John Echols was born in Lynchburg, Virginia, on March 20, 1823. Like many other future Confederate officers, he attended Virginia Military Institute for a brief time. He then graduated from Washington College (now Washington and Lee University) and Harvard Law School. Afterward, he moved to Union, in what is now West Virginia, to open a law practice, which he operated until the secession crisis of 1861.

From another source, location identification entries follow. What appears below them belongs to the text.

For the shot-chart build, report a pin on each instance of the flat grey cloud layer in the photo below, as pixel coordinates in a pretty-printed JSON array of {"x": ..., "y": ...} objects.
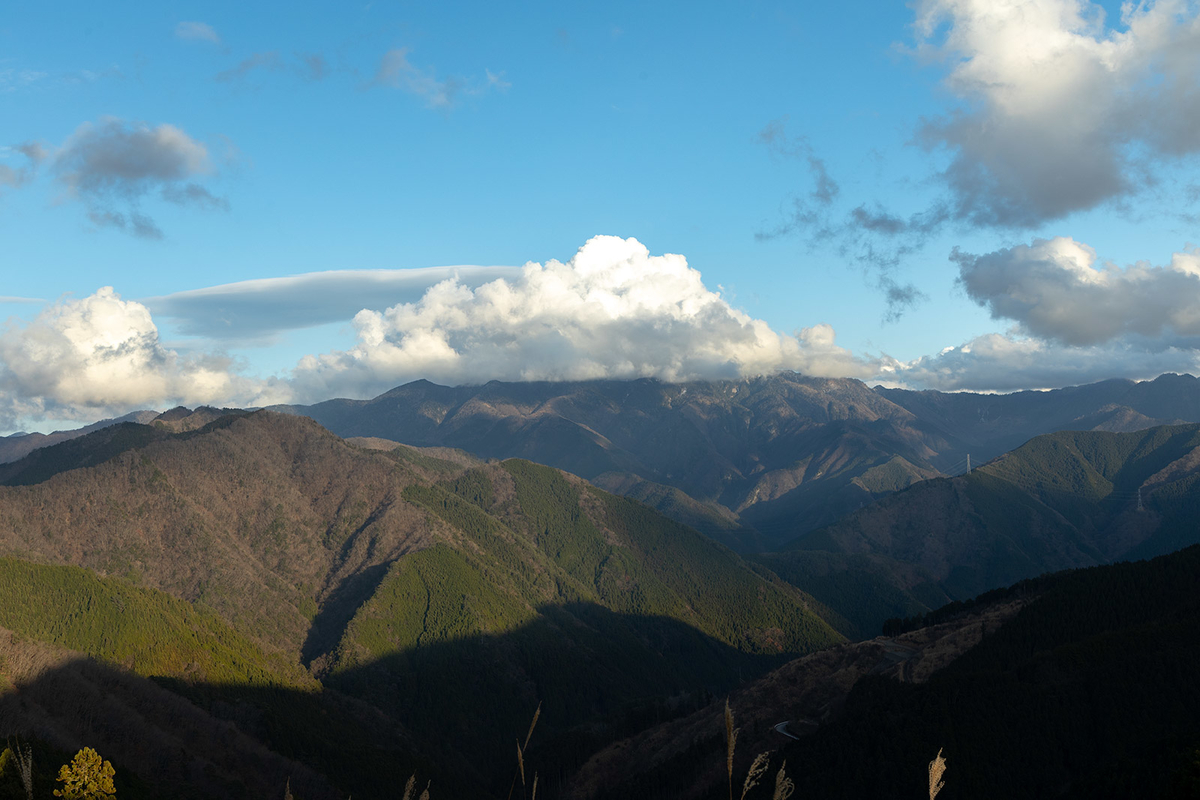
[
  {"x": 1057, "y": 290},
  {"x": 261, "y": 308},
  {"x": 1003, "y": 364}
]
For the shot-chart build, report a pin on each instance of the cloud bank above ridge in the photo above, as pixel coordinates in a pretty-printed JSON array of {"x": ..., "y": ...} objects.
[{"x": 612, "y": 311}]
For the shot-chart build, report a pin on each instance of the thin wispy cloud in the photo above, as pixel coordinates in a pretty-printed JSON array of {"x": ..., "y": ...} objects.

Echols represented Monroe Country at the Virginia Secession Convention and voted in favor of leaving the Union. A majority of delegates agreed with him, and so Virginia seceded. Immediately after, he returned to Western Virginia to raise a military company, which became the 27th Virginia Infantry. He became the regiment’s lieutenant colonel, and it became part of the famed Stonewall Brigade, which earned its distinctive name at First Bull Run. Echols then took part in General Thomas J. “Stonewall” Jackson’s Shenandoah Valley campaign, where he was wounded at Kernstown. Jackson himself commended Echols and his men, calling their actions “noble.” Echols was promoted to brigadier general in April.
In the summer of 1863, Echols served on a court of inquiry investigating the fall of Vicksburg in early July. He was subsequently sent to the Kanawha Valley in another Confederate attempt to gain control of the region. However, all hopes of controlling West Virginia were vanquished when Echols and about 1,700 Confederates were defeated by General William W. Averell on the slopes of Droop Mountain.
In May 1864, Echols commanded the Confederate right wing at New Market and served under General Robert E. Lee at Cold Harbor. In August of that year, he was assigned to the Department of Southwestern Virginia. Then, he replaced General Jubal A. Early as commander of the Department of Western Virginia after the former’s repeated defeats by General Phil Sheridan. He was on his way to assume the post when Lee surrendered at Appomattox Court House. Not wanting to surrender, Echols fled to General Joseph E. Johnston in North Carolina; when Johnston surrendered on April 26, 1865, he accompanied Confederate President Jefferson Davis on his flight from Richmond, and was finally caught at Augusta, Georgia.
After the war, he became the founding director of the Chesapeake and Ohio Railroad. He moved to Staunton, where he died in 1896.